The industry expects corporate bankruptcies to throw up lucrative opportunities, but not on the scale of the financial crisis
An interesting read because it is another sector where the business has changed partly due to the intervention by central banks and Governments; which has meant that more companies are able to ‘survive’. But also because some funds are being more legalistic; looking at the terms of loans to gain advantage more than the fundamentals of the business.

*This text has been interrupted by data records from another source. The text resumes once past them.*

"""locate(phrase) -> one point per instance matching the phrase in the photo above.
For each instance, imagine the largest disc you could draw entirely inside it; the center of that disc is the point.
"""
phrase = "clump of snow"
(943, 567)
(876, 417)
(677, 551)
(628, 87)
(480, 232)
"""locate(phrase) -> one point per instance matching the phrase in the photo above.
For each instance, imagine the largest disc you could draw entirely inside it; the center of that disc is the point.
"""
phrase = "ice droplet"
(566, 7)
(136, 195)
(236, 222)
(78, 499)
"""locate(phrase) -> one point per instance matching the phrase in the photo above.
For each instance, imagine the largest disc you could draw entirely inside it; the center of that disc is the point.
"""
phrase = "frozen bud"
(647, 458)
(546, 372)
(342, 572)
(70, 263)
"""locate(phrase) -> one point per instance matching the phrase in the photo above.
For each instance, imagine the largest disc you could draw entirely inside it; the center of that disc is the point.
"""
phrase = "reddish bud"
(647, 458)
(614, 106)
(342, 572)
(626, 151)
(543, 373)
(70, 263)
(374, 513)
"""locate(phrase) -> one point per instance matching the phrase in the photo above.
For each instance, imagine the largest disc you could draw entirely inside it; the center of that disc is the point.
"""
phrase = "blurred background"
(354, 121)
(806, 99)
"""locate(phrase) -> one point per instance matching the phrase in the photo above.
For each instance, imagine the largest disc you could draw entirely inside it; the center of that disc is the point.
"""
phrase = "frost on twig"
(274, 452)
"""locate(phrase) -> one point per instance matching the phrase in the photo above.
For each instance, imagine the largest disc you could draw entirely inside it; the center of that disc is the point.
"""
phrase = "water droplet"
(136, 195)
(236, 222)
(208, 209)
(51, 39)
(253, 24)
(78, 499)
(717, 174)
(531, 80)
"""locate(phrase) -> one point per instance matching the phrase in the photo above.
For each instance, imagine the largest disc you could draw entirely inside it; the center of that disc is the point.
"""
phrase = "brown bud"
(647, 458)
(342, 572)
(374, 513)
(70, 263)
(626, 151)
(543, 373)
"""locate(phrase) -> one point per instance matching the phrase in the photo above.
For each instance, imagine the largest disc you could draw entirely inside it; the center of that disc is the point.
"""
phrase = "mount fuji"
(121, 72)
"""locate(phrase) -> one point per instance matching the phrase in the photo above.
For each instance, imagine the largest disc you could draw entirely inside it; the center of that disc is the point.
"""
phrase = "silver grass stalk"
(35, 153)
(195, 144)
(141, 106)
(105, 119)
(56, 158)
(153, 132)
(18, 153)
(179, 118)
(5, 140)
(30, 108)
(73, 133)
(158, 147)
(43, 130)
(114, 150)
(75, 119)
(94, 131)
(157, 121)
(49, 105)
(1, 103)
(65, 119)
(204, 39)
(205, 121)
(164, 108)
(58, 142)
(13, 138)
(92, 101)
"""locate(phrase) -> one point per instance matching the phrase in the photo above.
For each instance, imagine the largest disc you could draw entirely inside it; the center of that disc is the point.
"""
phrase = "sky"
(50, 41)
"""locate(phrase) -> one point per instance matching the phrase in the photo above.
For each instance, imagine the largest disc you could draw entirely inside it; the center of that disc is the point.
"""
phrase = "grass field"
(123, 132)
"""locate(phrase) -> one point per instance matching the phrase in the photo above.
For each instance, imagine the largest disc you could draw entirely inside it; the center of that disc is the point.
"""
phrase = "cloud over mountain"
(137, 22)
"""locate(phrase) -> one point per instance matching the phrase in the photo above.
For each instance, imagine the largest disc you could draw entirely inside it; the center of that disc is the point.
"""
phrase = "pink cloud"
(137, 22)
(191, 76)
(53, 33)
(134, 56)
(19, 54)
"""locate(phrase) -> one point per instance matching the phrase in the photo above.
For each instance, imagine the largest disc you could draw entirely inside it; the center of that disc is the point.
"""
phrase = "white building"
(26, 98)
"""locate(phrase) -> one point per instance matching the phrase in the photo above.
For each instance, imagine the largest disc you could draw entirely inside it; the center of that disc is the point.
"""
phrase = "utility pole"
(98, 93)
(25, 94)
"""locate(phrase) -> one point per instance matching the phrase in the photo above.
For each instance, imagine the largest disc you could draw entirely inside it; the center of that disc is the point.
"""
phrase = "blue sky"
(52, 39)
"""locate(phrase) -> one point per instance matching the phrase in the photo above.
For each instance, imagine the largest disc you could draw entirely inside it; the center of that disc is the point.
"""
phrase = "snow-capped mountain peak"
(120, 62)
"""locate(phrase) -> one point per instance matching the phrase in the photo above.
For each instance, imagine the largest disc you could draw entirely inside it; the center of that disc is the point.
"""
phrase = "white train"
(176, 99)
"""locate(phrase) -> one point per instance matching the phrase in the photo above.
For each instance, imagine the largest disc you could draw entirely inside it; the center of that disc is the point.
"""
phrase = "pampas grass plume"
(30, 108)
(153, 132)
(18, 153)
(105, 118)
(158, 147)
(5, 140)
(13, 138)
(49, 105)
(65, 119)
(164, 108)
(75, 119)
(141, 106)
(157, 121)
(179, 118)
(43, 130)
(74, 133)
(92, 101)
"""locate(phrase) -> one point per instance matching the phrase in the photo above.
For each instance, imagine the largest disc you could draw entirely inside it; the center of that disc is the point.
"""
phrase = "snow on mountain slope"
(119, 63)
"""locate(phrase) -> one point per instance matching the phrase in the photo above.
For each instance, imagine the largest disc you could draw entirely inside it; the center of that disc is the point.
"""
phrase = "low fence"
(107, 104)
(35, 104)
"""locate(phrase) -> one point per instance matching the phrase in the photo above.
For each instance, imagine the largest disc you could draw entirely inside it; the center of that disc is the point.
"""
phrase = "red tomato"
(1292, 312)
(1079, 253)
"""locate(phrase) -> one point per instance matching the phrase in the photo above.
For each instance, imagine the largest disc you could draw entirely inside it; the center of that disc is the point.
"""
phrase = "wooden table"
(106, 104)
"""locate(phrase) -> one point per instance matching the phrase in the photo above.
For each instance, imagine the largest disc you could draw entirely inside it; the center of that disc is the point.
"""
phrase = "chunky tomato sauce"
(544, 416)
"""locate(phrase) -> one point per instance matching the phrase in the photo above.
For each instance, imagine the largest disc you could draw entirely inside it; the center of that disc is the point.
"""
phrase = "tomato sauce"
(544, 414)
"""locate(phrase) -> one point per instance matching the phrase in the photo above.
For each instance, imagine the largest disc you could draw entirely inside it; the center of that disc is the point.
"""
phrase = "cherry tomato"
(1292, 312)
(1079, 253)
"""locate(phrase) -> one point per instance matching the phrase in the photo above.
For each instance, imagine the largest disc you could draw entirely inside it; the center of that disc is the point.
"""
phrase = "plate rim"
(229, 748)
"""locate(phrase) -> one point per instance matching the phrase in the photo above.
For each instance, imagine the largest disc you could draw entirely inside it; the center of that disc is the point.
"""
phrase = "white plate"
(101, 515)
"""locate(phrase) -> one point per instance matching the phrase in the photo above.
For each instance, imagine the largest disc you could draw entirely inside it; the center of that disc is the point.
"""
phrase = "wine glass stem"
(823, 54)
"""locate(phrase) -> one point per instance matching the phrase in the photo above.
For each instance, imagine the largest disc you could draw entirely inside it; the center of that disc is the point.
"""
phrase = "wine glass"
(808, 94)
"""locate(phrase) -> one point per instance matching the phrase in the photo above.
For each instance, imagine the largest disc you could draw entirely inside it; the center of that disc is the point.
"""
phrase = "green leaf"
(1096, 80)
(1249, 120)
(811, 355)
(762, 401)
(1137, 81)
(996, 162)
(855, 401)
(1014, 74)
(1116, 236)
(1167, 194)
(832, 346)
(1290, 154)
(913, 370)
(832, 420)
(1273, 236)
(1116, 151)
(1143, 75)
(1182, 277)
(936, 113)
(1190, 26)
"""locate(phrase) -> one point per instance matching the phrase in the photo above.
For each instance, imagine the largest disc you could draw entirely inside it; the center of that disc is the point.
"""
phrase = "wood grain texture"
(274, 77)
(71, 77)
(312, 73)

Money market funds braced for rules reform Regulatory changes due to Covid impact risk denting sector already hit by low rates. The key issue here seems to be the fact that without money market funds a lot of companies find their source of short term funding unavailable.

Opinion A disturbing new signal from the CDS market. Looks at CDS auction prices that have fallen significantly this year. Partly due to changes in capital structures with distressed companies finding it easier to raise emergency funding. That means ‘zombie companies’ can keep going for longer. Also the fact that those loans take priority over bonds holders in the bankruptcy. Effectively in the hunt for yield, lenders reduced covenants and that it now coming back to bite them.